Grönland! Hier im Süden des Landes versteht man, warum die Wikinger die Insel einst als grün bezeichneten. Hügel, Wiesen, Seen und Flüsse – und erst dann, weiter nördlich, das schier endlose Eis. Für Minik Rosing ist diese Landschaft Heimat. In Grönland ist er geboren. Hier bei Kangerlussuaq gingen schon seine Urgroßeltern auf Jagd. Oft reist der preisgekrönte Geologe aus Dänemark gen Norden.
Einer neuen Geschichte auf der Spur
Grönland, sagt er, ist wie ein offenes Buch, das man nur lesen muss: "Alle diese Steine hier in der Landschaft erzählen eine Geschichte. Klar, man muss ihre Sprache verstehen können, aber dann haben sie keine Geheimnisse mehr. Im Gegenteil: Sie sind voller Geschichten und können es fast nicht erwarten, diese loszuwerden." Mittels eines grönländischen Steins datierte Rosing den Beginn des Lebens auf der Erde um 300 Millionen Jahre zurück – und gewann dafür Anerkennung weltweit. Jetzt sammelt der 60-Jährige Schlamm statt Steine. Er ist einer neuen Geschichte auf der Spur – manche meinen, einer Verheißung für sein Land.
Gletscherschlamm ist reich an Nährstoffen
An dieser Stelle ist das Inlandseis geschmolzen, riesige Stein- und Geröllhaufen bleiben zurück.
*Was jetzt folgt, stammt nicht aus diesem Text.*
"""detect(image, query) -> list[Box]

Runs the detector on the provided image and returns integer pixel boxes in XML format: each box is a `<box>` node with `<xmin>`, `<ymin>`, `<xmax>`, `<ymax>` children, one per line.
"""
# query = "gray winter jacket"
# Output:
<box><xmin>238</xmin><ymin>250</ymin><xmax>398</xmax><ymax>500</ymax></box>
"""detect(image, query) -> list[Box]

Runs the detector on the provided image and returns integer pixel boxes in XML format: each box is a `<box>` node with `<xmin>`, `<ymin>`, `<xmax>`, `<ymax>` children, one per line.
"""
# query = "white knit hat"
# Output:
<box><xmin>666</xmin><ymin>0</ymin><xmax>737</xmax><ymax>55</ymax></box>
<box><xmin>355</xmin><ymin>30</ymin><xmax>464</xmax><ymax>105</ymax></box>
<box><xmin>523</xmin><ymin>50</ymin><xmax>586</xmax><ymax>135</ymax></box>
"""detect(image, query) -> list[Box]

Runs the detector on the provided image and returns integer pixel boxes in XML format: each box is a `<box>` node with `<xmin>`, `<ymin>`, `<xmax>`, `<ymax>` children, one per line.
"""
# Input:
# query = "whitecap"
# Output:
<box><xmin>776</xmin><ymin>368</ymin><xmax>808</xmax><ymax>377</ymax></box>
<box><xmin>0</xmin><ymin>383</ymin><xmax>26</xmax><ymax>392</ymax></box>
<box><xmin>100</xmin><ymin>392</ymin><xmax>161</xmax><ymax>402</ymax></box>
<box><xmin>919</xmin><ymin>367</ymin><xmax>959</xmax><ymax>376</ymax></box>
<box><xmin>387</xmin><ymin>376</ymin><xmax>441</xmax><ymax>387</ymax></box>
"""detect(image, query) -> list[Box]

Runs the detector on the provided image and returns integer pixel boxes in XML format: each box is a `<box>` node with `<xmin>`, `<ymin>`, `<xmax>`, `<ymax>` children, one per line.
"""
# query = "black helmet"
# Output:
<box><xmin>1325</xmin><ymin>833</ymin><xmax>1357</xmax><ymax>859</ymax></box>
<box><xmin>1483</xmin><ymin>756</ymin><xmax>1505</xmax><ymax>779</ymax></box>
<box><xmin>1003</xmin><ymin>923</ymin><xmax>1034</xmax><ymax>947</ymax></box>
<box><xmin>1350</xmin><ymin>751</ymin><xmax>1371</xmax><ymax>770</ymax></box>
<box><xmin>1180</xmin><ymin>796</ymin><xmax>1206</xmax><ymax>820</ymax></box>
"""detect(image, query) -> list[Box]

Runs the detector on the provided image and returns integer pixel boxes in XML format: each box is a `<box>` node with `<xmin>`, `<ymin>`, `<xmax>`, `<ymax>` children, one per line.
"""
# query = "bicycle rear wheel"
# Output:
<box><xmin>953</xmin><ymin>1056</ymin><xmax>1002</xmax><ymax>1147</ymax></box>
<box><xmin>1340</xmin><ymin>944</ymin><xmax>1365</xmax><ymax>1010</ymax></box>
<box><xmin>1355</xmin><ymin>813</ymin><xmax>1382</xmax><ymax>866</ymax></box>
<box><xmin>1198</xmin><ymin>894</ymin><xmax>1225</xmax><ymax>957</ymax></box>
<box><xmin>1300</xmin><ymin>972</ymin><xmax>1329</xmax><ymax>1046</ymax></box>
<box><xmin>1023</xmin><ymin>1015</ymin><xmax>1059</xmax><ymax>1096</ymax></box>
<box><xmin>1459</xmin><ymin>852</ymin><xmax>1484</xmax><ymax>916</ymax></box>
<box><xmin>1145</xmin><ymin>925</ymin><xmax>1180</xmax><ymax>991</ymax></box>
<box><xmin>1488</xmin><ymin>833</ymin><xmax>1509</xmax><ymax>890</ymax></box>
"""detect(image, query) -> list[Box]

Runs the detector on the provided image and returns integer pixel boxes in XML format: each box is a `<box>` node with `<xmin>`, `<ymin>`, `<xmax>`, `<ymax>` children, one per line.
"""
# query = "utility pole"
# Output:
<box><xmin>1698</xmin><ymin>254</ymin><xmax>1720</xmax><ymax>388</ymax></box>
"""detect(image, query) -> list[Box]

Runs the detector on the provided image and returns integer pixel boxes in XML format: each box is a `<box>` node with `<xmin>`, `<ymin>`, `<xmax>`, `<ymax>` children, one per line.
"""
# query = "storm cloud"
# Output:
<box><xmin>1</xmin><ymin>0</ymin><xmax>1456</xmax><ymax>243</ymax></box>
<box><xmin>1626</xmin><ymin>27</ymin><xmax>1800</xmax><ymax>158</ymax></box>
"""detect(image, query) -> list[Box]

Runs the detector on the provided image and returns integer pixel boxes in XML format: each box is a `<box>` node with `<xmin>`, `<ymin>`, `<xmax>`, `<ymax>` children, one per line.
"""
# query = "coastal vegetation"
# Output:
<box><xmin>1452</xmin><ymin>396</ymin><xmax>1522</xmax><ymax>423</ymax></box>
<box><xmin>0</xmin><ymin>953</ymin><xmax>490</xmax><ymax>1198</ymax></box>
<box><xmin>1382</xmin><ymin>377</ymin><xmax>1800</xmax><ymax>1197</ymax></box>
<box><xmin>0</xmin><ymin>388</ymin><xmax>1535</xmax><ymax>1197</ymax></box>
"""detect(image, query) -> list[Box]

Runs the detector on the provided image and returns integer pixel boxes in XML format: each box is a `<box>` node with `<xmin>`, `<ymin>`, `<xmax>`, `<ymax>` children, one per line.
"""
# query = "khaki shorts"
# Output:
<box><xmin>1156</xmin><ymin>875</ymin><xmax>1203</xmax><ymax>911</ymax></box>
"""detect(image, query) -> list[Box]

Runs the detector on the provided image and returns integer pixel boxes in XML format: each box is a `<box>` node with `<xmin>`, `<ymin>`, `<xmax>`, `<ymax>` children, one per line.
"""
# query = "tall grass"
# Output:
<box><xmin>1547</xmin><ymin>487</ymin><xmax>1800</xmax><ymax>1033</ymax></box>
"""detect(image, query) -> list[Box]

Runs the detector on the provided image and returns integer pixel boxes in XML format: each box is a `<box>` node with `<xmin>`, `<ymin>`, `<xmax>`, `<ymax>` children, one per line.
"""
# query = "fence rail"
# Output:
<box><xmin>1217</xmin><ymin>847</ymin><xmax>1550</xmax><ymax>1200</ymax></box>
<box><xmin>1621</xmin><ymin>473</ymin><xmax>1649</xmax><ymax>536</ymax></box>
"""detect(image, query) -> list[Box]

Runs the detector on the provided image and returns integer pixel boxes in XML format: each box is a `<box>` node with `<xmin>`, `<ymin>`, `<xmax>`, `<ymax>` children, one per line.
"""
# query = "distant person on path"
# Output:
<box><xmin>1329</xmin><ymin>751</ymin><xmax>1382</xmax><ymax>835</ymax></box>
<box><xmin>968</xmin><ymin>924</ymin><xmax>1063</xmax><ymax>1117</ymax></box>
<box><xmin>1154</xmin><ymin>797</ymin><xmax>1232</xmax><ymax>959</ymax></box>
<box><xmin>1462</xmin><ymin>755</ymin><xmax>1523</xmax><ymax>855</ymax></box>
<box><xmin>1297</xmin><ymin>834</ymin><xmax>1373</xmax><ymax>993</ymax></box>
Doch was aussieht wie eine graue Gesteinswüste, ist tatsächlich ein nahezu unendlicher Speicher an mineralischen Nährstoffen: "Dieser Gletscherschlamm hier ist vom Eis zermalmtes Gestein", erklärt der Wissenschaftler. "Und gerade er ist interessant, weil er sich an all die Orte der Welt transportieren lässt, wo Nährstoffe fehlen. Gerade in den Tropen und Subtropen, dort, wo die meisten Menschen leben, fehlt es den Böden massiv an Nährstoffen." Und eben diesen feinporigen Schlamm nimmt das Schmelzwasser mit sich. Ein Rinnsal wird zu einem Bach, ein Fluss zu einem Strom – am Ende zu einer ganzen Landschaft. Eine Milliarde Tonnen pro Jahr, so meint Rosing, gelangen auf diesem Weg vor die Küsten Grönlands. Genug Nährstoffe, ist er optimistisch, um die ganze Welt zu ernähren.
Im Süden des Landes wachsen Erdbeeren
Auf seiner Wanderung zurück trifft Minik Rosing einen alten Bekannten. Morten Nielsen baut in Gewächshäusern Kräuter und Salat an. Der Klimawandel macht sich auf Grönland bemerkbar. Weiter im Süden des Landes wachsen inzwischen Erdbeeren und Kartoffeln – zu einer großflächigen Landwirtschaft wird es aber auch in Zukunft nicht reichen. "Der Klimawandel ist Tatsache und man muss ihn realistisch sehen – er führt gute und schlechte Aspekte mit sich. Hier in Grönland wie überall auf der Welt sind wir Teil der Natur. Wenn diese sich verändert, müssen wir das Beste daraus machen."
Pragmatischer Blick in die Zukunft
Und daran arbeitet er. Rosing sieht die Zukunft seines Landes ebenso optimistisch wie pragmatisch. Wer unabhängig werden will, muss auch ökonomisch auf eigenen Beinen stehen. "Wovon wir als Gesellschaft leben sollen?", fragt er. "Nun, Grönland hat eine unberührte, nahezu unendliche Natur, hat enorme Mengen an Fisch im Meer – alles Dinge, deren Wert stetig steigt, im Gegensatz zum Öl, das wir einfach lassen sollten, wo es ist. Nein, der graue Schlammstrom hier hinter mir, das ist das Rauschen von Geld, das unsere Kassen eines Tages füllen wird." Statt von Rohstoffen und sprudelnden Quellen weit draußen im Meer zu träumen, braucht man nur zu nutzen, was längst schon im Übermaß vorhanden ist.